3. Pemertahanan Bahasa Daerah Melalui  Karya Sastra 

Dalam era Globalisasi keberadaan bahasa daerah menghadapi situasi yang mengkhawatirkan. Bahasa daerah mulai ditinggalkan penuturnya dalam pergaulan atau kegiatan antarmanusia karena dominannya bahasa asing yang menguasai berbagai bidang. Keadaan itu banyak dirasakan oleh pengguna bahasa daerah yang, antara lain, menyadari bahwa bahasa daerahnya kehilangan otoritas publiknya dan menjadi teks yang terkesan eksklusif.      

            Bahasa  Jawa, misalnya, merupakan bahasa yang jumlah penuturnya paling banyak karena termasuk kelompok delapan besar yang dikelompokkan sebagai bahasa yang jumlah penuturnya 2.000.000 orang atau lebih dan  di antara kelompok itu bahasa Jawa berada pada peringkat paling atas, yang kemudian diikuti oleh bahasa Sunda, bahasa Madura, bahasa Minangkabau, bahasa Bugis, bahasa Batak, bahasa Banjar, dan bahasa Bali (Alwi, 2001:43).  Sampai saat ini bahasa Jawa juga masih digunakan secara lisan dan tulis.  Namun, hal itu tidak berarti bahwa bahasa Jawa jauh dari ancaman kepunahan.  Keadaan dan masalah yang dihadapi bahasa Jawa banyak diungkapkan dalam tulisan dan diskusi yang bersifat keluhan. Seperti dikemukakan oleh Rahardi,  bahasa Jawa kini menempati posisi pinggiran dan hanya digunakan orang tua. Di Daerah Istimewa Yogyakarta yang sebagian besar masyarakatnya pengguna bahasa Jawa terasa bersikap membiarkan merana. Adanya tulisan Jawa  yang terpampang untuk nama jalan hanya dapat dibaca oleh orang tua. Ia juga menyebutkan bahwa kepunahan bahasa Jawa mencapai 4,1 persen (http://duniaroy.blogspot.com/2000/09/selamatkan-bahasa-jawa-html.

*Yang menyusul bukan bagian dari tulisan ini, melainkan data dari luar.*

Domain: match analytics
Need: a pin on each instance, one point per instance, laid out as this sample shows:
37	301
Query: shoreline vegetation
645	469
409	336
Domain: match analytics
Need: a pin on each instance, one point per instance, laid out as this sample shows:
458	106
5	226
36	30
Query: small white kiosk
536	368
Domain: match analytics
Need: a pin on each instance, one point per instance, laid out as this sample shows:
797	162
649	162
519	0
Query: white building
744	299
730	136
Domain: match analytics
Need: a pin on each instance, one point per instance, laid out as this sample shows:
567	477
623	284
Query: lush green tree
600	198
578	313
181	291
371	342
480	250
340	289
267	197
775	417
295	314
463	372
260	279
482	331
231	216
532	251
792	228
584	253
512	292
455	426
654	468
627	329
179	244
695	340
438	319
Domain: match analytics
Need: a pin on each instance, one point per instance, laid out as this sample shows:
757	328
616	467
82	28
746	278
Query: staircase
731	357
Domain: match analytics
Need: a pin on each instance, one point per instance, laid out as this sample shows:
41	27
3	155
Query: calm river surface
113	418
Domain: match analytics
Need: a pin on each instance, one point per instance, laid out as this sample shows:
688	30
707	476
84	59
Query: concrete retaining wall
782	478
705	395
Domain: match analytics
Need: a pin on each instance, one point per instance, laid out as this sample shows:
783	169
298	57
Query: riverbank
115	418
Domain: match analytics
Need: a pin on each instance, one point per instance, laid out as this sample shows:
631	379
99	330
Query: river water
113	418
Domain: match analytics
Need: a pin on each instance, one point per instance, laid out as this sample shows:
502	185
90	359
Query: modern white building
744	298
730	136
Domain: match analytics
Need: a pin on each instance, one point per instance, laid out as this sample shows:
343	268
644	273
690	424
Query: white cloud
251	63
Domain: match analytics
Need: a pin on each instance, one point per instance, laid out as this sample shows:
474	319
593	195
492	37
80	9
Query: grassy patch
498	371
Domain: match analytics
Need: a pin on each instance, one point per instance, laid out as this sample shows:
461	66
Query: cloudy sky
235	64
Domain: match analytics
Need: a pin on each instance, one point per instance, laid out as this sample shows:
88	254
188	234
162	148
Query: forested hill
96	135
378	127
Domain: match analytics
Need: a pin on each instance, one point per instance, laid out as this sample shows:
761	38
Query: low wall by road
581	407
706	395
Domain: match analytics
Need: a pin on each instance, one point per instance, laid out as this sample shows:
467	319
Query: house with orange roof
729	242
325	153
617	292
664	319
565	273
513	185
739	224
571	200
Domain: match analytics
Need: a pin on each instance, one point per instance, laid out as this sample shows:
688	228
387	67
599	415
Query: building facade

            Keadaan itu merupakan salah satu contoh permasalahan bahasa  daerah. Tidak dapat dipungkiri hal itu pasti juga terjadi pada bahasa daerah lain yang ada di Indonesia. Dalam hal itu, Pemerintah tidak berdiam diri.  Berbagai kebijakan Pemerintah dilakukan untuk mengatasi masalah bahasa daerah, seperti  Peraturan Pemerintah Nomor 25 Tahun 2000, mengatur pembagian kewenangan antara Pemerintah Pusat dan Pemerintah Daerah. Berdasarkan pembagian kewenangan, pembinaan dan pengembangan bahasa dan sastra Indonesia merupakan kewenangan pemerintah pusat, sedangkan pembinaan dan pengembangan bahasa dan sastra daerah termasuk ke dalam kewenangan pemerintah daerah.  Kebijakan lain  mengenai bahasa dan sastra daerah dituangkan dalam Undang-Undang Nomor 24 Tahun 2009 tentang  Bendera, Bahasa, dan Lambang Negara serta Lagu Kebangsaan,  Pasal 37 ayat 2, Pasal 38 ayat 2, Pasal 39 ayat 2, dan Pasal 41 ayat 1. Dengan adanya berbagai kebijakan tersebut, berarti masyarakat cukup leluasa untuk melakukan upaya pemertahanan bahasa daerahnya.  Pemertahanan bahasa sangat penting karena dapat mewujudkan diversitas kultural, memelihara identitas etnis, menjaga adaptabilitas sosial, dan meningkatkan kepekaan lingusitis (Crystal, 2000).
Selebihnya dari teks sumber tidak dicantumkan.